Thursday 26 February 2015

Tips on water intake



  • Instead of working water diet techniques into your daily routine to lose weight, consider following a water fast. Although water fasts can be controversial and even dangerous when not carefully monitored, many people who have tried a water fast claim it is helpful in flushing toxins from the body, regulating the digestive tract, restoring energy, and jumpstarting significant weight loss. Proper water balance in the human body is essential to the flow of electrolytes across cell boundaries, circulation of oxygen and nutrients in the blood, flushing out waste and toxins through the liver and kidneys, regulating the digestive tract, and regulating body temperature. Without sufficient hydration, the body’s tissues, cells, and organs are not able to function appropriately and may inhibit weight loss. Severe dehydration can cause organ failure and death. Staying properly hydrated with water is essential to good health and simple weight loss.
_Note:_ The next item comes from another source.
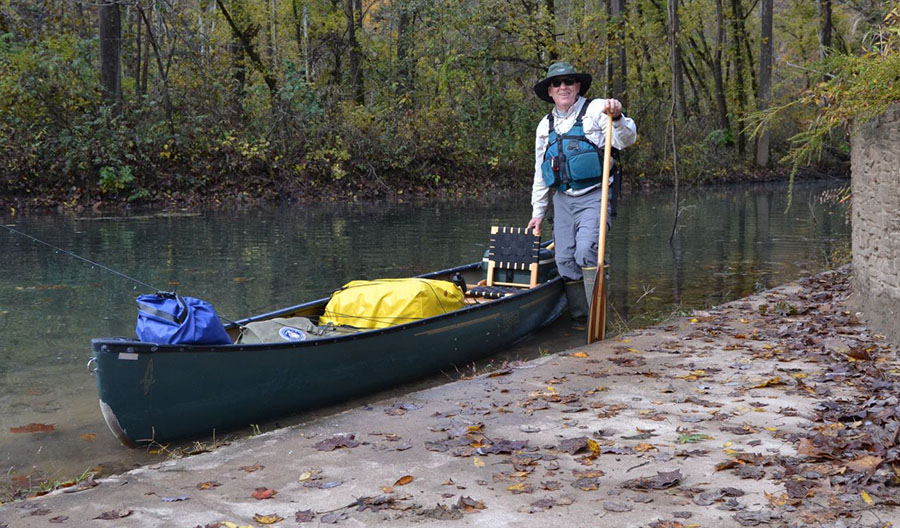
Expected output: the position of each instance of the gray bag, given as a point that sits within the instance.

  • Alternatively, you can follow a Water Diet that emphasizes significant increases in water intake without necessarily requiring exercise or food changes to lose weight. Although these diets can be risky if you do not have sufficient mineral and electrolyte intake, they are otherwise free and easy to follow. For some people, they can result in significant weight loss.
  • If you are an endurance athlete, ask a health professional about appropriate quantities of water to drink during exercise; he or she may recommend alternating water with a sports drink containing electrolytes.
  • Increasing water intake or water dieting will be most effective at boosting weight loss when combined with an exercise plan and a healthy, balanced diet.
  • Research has demonstrated that relative and absolute increases in the amount of water drunk each day can improve weight loss results among dieters. Try increasing your daily water intake to meet or slightly exceed recommended daily amounts. Typical daily water intake recommendations are 3.7 liters (1.0 US gal) per day for adult men and 2.7 liters (0.7 US gal) per day for adult women, from all sources (drinking water, other beverages, and foods).